En effet, le texte ne trahit pas ses exigences les plus fondamentales (en tant que texte) pour s’asservir une fois pour toutes à l’œuvre à laquelle il se rapporte : il ne dénie pas certains procédés qu’on tient généralement pour caractéristiques du domaine de la littérature - comme c’est le cas de la plupart des textes qui cherchent effectivement à décrire ou à gloser l’œuvre d’art en question : à fixer et à transmettre au public son plan figuratif voire son Sens, avec majuscule transcendante. Plutôt, nous avons affaire ici à un texte qui représente, à sa manière, d’inspiration littéraire, la tapisserie - objet de l’écriture.
Ainsi, il faut constater que, plus d’une fois, la référence à l’œuvre dont il s’agit, s’enlise (si j’ose dire) dans une association de mots ou d’idées - jeu littéraire traditionnel: « au salon d’herbe sans fleurs, à la fleur de la bouche, bouche bée » ; « ni oiseaux de miel ni miel de menthe » ; « ni langue dans la glace (...), ni sabre glacé maintenu dans la froide ardeur ».
Dans d’autres cas, très fréquents, le texte semble progresser par allitération : « ni coco, ni cœur noir, ni langue dans la glace » ; « cheveu chatouillant » ; « la dame léchait l’épine, suivait avec la langue folle le fil » ; « les plis de la dame épouvantée puis paisible », etc.
Mais le principe structurant essentiel, typiquement littéraire également, est ici, sans conteste, l’accumulation.
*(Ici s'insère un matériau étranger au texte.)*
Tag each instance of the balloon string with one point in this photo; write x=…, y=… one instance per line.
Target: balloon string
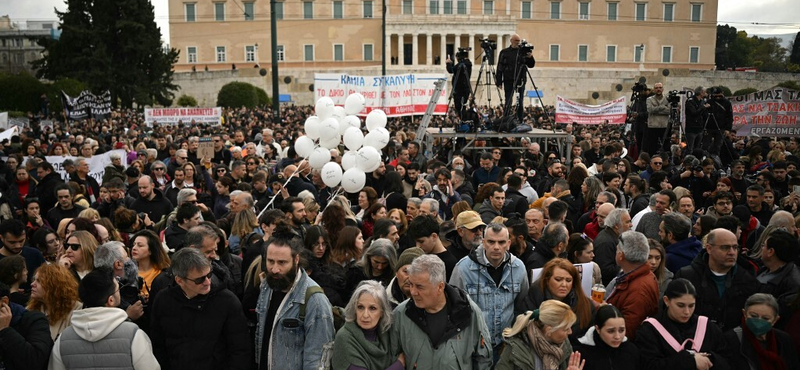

Ainsi, d’abord, la répétition. À plusieurs reprises, en effet, les mêmes mots sont répétés comme en écho : « fleurs - fleur » ; « bouche - bouche » ; « miel - miel » ; « soupirs - soupirant » ; « bufo bufo bufo ». De même, synonymes et quasi-synonymes prolifèrent : « l’eau, claire, brillante » ; « [les feuilles toutes clouées au ciel et] leurs pointes sucées, petites lances jetées dans le feu qui les dentelle et qui les troue » ; « boues (...), argiles (...), limon (...), cire » ; « tourbillons (...), vent » ; « incendie (...), flamme ». Enfin, et surtout, il convient de signaler une abondance d’énumérations - qui se poursuivent en effet dans un rythme haletant, et qui me font penser aux longues ribambelles de mots qui s’enchaînent dans la littérature (carnavalesque) de la fin du moyen âge, dont on retrouve les exemples les plus stupéfiants dans l’œuvre de François Rabelais (de quelques décennies postérieure à notre tapisserie) : « le chemin qui mène au trône, à la piscine, à la douche, au salon d’herbe sans fleurs, à la fleur de la bouche » ; « ni oiseaux de miel ni miel de menthe, ni coco, ni cœur noir, ni langue dans la glace, ni corne de cheval, ni queue de daim, ni sabre glacé » ; « l’orgue soufflant et dispersant les pétales, les aiguilles du pin, le verre en miettes, les piquants du houx, laque craquelée [...] » ; « sans poche pour l’or, sans galons, sans carabe, sans vipère dans la manche, sans lis à l’intérieur, sans ruche [...] ».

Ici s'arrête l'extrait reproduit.